= Arthur Kreinheder =

Father Arthur Carl Kreinheder, C.S.C. (October 1, 1905 – October 13, 1989) was an American Lutheran Benedictine monk and founder of a Lutheran religious order, The Congregation of the Servants of Christ.

==Biography==
Kreinheder was born in Saint Paul, Minnesota. His father, Oscar Carl Kreinheder (1877-1946), was a pastor of the Lutheran Church–Missouri Synod and the president of Valparaiso University from 1930 to 1939.

After a successful career as a businessman, Arthur Carl Kreinheder went 1950 to study theology at Lund University in Sweden, living in St. Laurence Foundation. Already before he had been in touch with Taizé Community in formation. Briefly, in 1955, he became a novice in the Taize Community.

Kreinheder was ordained to the priesthood in 1956 in Lund by Bishop Anders Nygren and Bishop Gustaf Aulen "for ecumenical work in the United States among Lutherans."

The Congregation of the Servants of Christ, a Lutheran monastery in the Benedictine tradition, was established at St. Augustine's House in 1958 when some other men joined Father Arthur in observing the monastic life and offices of prayer. Through father Arthur there was right in the beginning a connection with Östanbäck Monastery in Sweden after its foundation.

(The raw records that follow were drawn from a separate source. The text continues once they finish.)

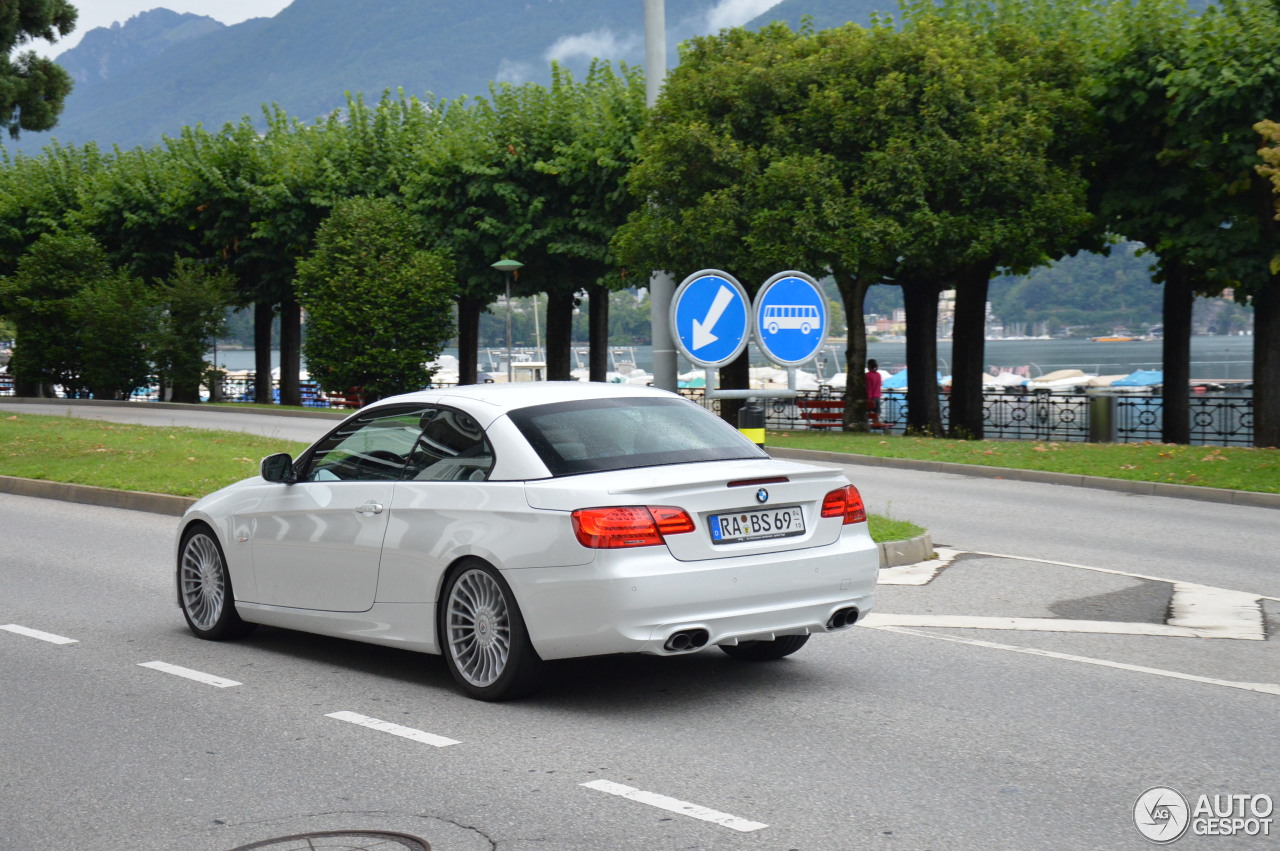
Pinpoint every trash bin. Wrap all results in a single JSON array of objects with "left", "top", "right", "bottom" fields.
[
  {"left": 1089, "top": 393, "right": 1116, "bottom": 443},
  {"left": 737, "top": 399, "right": 764, "bottom": 447}
]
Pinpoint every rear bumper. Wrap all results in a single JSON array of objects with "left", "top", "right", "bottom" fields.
[{"left": 504, "top": 527, "right": 879, "bottom": 659}]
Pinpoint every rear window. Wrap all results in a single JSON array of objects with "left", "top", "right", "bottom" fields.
[{"left": 509, "top": 398, "right": 768, "bottom": 476}]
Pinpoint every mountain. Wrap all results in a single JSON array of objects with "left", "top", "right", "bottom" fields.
[
  {"left": 58, "top": 9, "right": 225, "bottom": 87},
  {"left": 6, "top": 0, "right": 716, "bottom": 152}
]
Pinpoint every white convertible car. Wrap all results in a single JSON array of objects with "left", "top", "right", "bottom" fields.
[{"left": 177, "top": 383, "right": 879, "bottom": 700}]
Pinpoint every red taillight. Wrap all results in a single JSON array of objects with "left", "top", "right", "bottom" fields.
[
  {"left": 572, "top": 505, "right": 694, "bottom": 549},
  {"left": 822, "top": 485, "right": 867, "bottom": 526}
]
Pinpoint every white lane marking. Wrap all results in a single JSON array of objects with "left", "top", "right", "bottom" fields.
[
  {"left": 858, "top": 612, "right": 1265, "bottom": 641},
  {"left": 325, "top": 712, "right": 462, "bottom": 747},
  {"left": 877, "top": 546, "right": 960, "bottom": 585},
  {"left": 0, "top": 623, "right": 79, "bottom": 644},
  {"left": 138, "top": 662, "right": 243, "bottom": 688},
  {"left": 965, "top": 550, "right": 1280, "bottom": 603},
  {"left": 581, "top": 781, "right": 769, "bottom": 833},
  {"left": 1169, "top": 582, "right": 1267, "bottom": 641},
  {"left": 870, "top": 626, "right": 1280, "bottom": 696}
]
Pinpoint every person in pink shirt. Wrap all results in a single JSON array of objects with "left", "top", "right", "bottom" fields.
[{"left": 867, "top": 358, "right": 883, "bottom": 429}]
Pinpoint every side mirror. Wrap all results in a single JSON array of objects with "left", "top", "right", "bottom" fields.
[{"left": 259, "top": 452, "right": 298, "bottom": 485}]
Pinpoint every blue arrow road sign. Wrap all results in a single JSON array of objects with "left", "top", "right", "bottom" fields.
[
  {"left": 754, "top": 271, "right": 827, "bottom": 366},
  {"left": 671, "top": 269, "right": 750, "bottom": 366}
]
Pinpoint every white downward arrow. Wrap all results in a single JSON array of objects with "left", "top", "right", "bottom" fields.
[{"left": 694, "top": 285, "right": 733, "bottom": 349}]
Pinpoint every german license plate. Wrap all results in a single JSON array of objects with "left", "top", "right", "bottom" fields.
[{"left": 709, "top": 505, "right": 804, "bottom": 544}]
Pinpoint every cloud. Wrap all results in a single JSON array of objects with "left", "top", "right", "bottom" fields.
[
  {"left": 707, "top": 0, "right": 780, "bottom": 32},
  {"left": 545, "top": 29, "right": 640, "bottom": 63},
  {"left": 494, "top": 59, "right": 534, "bottom": 86}
]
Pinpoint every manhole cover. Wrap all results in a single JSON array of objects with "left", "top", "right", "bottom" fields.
[{"left": 232, "top": 831, "right": 431, "bottom": 851}]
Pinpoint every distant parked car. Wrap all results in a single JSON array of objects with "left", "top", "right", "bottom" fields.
[{"left": 175, "top": 381, "right": 879, "bottom": 700}]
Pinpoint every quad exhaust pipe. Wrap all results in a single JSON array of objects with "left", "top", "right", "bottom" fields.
[
  {"left": 662, "top": 630, "right": 712, "bottom": 653},
  {"left": 827, "top": 605, "right": 861, "bottom": 630}
]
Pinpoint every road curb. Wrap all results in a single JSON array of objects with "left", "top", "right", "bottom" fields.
[
  {"left": 767, "top": 447, "right": 1280, "bottom": 508},
  {"left": 0, "top": 395, "right": 355, "bottom": 420},
  {"left": 0, "top": 476, "right": 196, "bottom": 517},
  {"left": 877, "top": 532, "right": 933, "bottom": 568}
]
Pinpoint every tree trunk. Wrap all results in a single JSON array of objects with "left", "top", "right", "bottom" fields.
[
  {"left": 253, "top": 302, "right": 275, "bottom": 404},
  {"left": 458, "top": 298, "right": 484, "bottom": 384},
  {"left": 170, "top": 368, "right": 200, "bottom": 404},
  {"left": 836, "top": 270, "right": 870, "bottom": 431},
  {"left": 719, "top": 349, "right": 751, "bottom": 429},
  {"left": 586, "top": 284, "right": 609, "bottom": 381},
  {"left": 547, "top": 290, "right": 573, "bottom": 381},
  {"left": 902, "top": 279, "right": 942, "bottom": 438},
  {"left": 947, "top": 262, "right": 996, "bottom": 440},
  {"left": 280, "top": 292, "right": 302, "bottom": 404},
  {"left": 9, "top": 329, "right": 45, "bottom": 398},
  {"left": 1253, "top": 275, "right": 1280, "bottom": 448},
  {"left": 1161, "top": 261, "right": 1196, "bottom": 443}
]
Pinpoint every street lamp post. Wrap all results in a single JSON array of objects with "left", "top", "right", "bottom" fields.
[
  {"left": 493, "top": 260, "right": 525, "bottom": 384},
  {"left": 644, "top": 0, "right": 677, "bottom": 392}
]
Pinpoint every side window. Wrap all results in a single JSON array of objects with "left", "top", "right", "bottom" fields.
[
  {"left": 300, "top": 406, "right": 429, "bottom": 481},
  {"left": 404, "top": 408, "right": 493, "bottom": 481}
]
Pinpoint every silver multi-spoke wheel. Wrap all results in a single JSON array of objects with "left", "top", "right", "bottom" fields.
[
  {"left": 445, "top": 569, "right": 511, "bottom": 687},
  {"left": 178, "top": 522, "right": 255, "bottom": 641},
  {"left": 178, "top": 532, "right": 227, "bottom": 631}
]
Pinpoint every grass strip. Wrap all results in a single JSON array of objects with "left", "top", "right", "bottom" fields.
[
  {"left": 0, "top": 413, "right": 306, "bottom": 497},
  {"left": 765, "top": 431, "right": 1280, "bottom": 494},
  {"left": 0, "top": 413, "right": 924, "bottom": 541}
]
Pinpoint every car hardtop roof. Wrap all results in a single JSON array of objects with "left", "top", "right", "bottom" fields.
[{"left": 375, "top": 381, "right": 681, "bottom": 411}]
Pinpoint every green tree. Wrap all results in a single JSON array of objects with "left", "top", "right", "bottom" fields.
[
  {"left": 0, "top": 0, "right": 76, "bottom": 138},
  {"left": 297, "top": 198, "right": 454, "bottom": 403},
  {"left": 618, "top": 14, "right": 1088, "bottom": 435},
  {"left": 71, "top": 269, "right": 156, "bottom": 399},
  {"left": 1253, "top": 122, "right": 1280, "bottom": 232},
  {"left": 404, "top": 64, "right": 644, "bottom": 384},
  {"left": 148, "top": 257, "right": 234, "bottom": 403},
  {"left": 0, "top": 232, "right": 152, "bottom": 399},
  {"left": 1094, "top": 0, "right": 1280, "bottom": 447}
]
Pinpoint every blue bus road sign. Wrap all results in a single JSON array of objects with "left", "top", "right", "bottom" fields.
[
  {"left": 671, "top": 269, "right": 751, "bottom": 366},
  {"left": 754, "top": 271, "right": 827, "bottom": 366}
]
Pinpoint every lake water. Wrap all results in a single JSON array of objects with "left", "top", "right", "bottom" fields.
[{"left": 210, "top": 337, "right": 1253, "bottom": 380}]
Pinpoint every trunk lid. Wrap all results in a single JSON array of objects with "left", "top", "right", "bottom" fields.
[{"left": 525, "top": 458, "right": 847, "bottom": 562}]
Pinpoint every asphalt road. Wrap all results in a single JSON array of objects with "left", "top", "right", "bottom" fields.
[{"left": 0, "top": 399, "right": 1280, "bottom": 851}]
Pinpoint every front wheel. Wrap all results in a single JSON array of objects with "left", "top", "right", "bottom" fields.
[
  {"left": 440, "top": 559, "right": 543, "bottom": 700},
  {"left": 719, "top": 635, "right": 809, "bottom": 662},
  {"left": 178, "top": 525, "right": 257, "bottom": 641}
]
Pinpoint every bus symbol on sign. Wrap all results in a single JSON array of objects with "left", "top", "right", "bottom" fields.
[
  {"left": 753, "top": 271, "right": 828, "bottom": 366},
  {"left": 762, "top": 305, "right": 822, "bottom": 334}
]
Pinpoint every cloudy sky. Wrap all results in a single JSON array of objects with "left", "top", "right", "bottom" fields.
[{"left": 31, "top": 0, "right": 780, "bottom": 56}]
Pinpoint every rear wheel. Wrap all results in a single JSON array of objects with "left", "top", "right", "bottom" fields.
[
  {"left": 719, "top": 635, "right": 809, "bottom": 662},
  {"left": 178, "top": 525, "right": 257, "bottom": 641},
  {"left": 440, "top": 559, "right": 543, "bottom": 700}
]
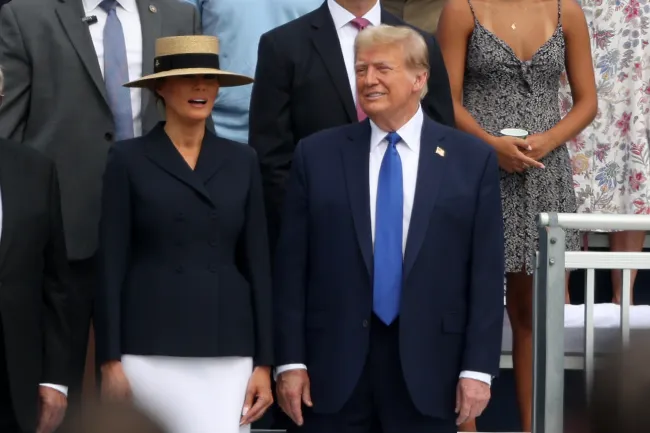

Father Arthur was involved in Christian ecumenism and he was the U.S. secretary of the League for Evangelical-Catholic Reunion.

At the age of 84 Father Arthur Carl Kreinheder died (on Friday, October 13, 1989) in a Pontiac, Michigan, hospital. He had never recovered fully form a stroke suffered in the preceding July. He is buried in the cemetery at St. Augustine's House.